Shown in FIG. 1 is a somewhat schematic layout of a conventional barn floor 10 having two primary gutters 12a and 12b that run most of the length of the floor, but only a small portion of the width of the floor, draining into a secondary gutter 13. The gutters 12a and 12b are separated by a raised center floor portion 14. Generally, livestock will be positioned on the raised center floor portion 14 in two rows, facing each other, with the primary gutters 12a and 12b positioned along the rear of the animals so as to collect the manure and other waste materials from the animals. According to conventional methods for cleaning the gutters, respective scrapers 16a and 16b are positioned in gutters 12a and 12b. The two scrapers 16a and 16b are connected to a single endless chain 18. Beginning with the first scraper 16a, the path of the chain 18 leads lengthwise within the gutter 12a to a first distal wheel 20, at the distal end of the gutter 12a, then proceeds across to a second distal wheel 22 in the opposite gutter 12b, then lengthwise within the gutter 12b to the second scraper 16b, then continuing lengthwise to a first proximal wheel 24 at the proximal end of the barn floor 10, then through a drive tower 26 (to be explained in more detail below), then to a second proximal wheel 28 in line with the first gutter 12a, where the chain continues within the gutter 12a and connects with the first scraper 16a.
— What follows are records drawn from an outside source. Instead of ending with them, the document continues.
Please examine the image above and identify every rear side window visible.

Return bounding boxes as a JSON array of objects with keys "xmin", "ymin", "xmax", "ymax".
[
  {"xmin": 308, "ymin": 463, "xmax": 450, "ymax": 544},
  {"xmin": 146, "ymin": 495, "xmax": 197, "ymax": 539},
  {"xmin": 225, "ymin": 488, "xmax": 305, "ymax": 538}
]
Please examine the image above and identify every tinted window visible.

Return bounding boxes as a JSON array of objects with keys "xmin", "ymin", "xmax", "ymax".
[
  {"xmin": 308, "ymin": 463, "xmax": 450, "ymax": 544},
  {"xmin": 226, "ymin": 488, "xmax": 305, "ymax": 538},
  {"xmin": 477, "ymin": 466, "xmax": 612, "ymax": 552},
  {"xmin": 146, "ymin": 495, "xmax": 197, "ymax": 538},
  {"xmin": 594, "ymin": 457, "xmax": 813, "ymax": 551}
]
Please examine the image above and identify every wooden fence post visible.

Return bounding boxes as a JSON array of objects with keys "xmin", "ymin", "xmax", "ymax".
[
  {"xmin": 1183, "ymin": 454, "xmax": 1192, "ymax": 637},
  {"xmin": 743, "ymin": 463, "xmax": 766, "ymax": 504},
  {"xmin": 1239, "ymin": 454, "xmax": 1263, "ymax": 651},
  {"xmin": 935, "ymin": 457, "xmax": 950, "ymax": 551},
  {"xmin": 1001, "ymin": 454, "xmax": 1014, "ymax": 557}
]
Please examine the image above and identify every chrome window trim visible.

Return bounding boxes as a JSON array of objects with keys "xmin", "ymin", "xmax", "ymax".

The drive tower 26 drives the chain 18 so as to move the scrapers 16a and 16b within the gutters 12a and 12b. The scrapers 16a and 16b are collapsible so that they collapse when moving away from the secondary gutter 13, and expand when moving toward the secondary gutter, so as to move any manure in the primary gutters into the secondary gutter, for final disposal or removal from the barn. Drive tower 26 may be controlled by a controller located nearby, such as control box 30 on a nearby wall in the barn.
FIG. 2 is an enlarged elevational view of drive tower 26. As can be seen there, a conventional drive tower 26 may have a pair of feed wheels 32a and 32b journaled thereto, one at each side of the tower, each of which admits the chain from its respective side. As the chain 18 enters the tower from one side, the chain moves up the tower 26 and passes over a pocket sprocket or drive sprocket 34. The drive sprocket 34 is driven by a gearbox 36, connected to the drive sprocket by a rotor shaft 38. Gearbox 36 is in turn driven by a motor 37 by way of a pulley and belt system, reducer, or other suitable transmission system.
While this arrangement works well in smaller barns, where the total chain length is 1000 feet or less, problems arise when the chain length exceeds 1000 feet, and in some barns, the desired chain length can extend up to 5000 feet or more. In such long chain situations, even though the chain is tensioned at installation by various adjustments made to the drive tower 26, the chain can have slack in it, to an extent even more than the chain tensioning built into the drive tower can absorb, based on various factors, including general chain wear, the possibility of chain stretching due the forces at work, and general chain slack that cannot be completely eliminated with the primary chain tensioning provided by the drive tower. That excess chain can build up in the area 39 near the feed wheels 32a, 32b. Primary chain tension is generally applied at the drive tower, but the effect of that preload on the chain 18 generally increases the load on the chain and hence the stresses within the chain, in turn causing increased wear. The preloaded tension at the drive tower has to be so great, to avoid the chance of jamming in long chain systems, that the chain is very tight even without moving under load. Without that high level of tension, depending on the direction of rotation of the drive sprocket, the feed wheel 32a, 32b towards which the drive sprocket is rotating can experience jamming. The chain 18 builds up at the bottom of drive tower 26, again in areas 39, due to lack of chain movement.
This invention relates to improvements over the structures described above, and to solutions to problems raised or not solved thereby.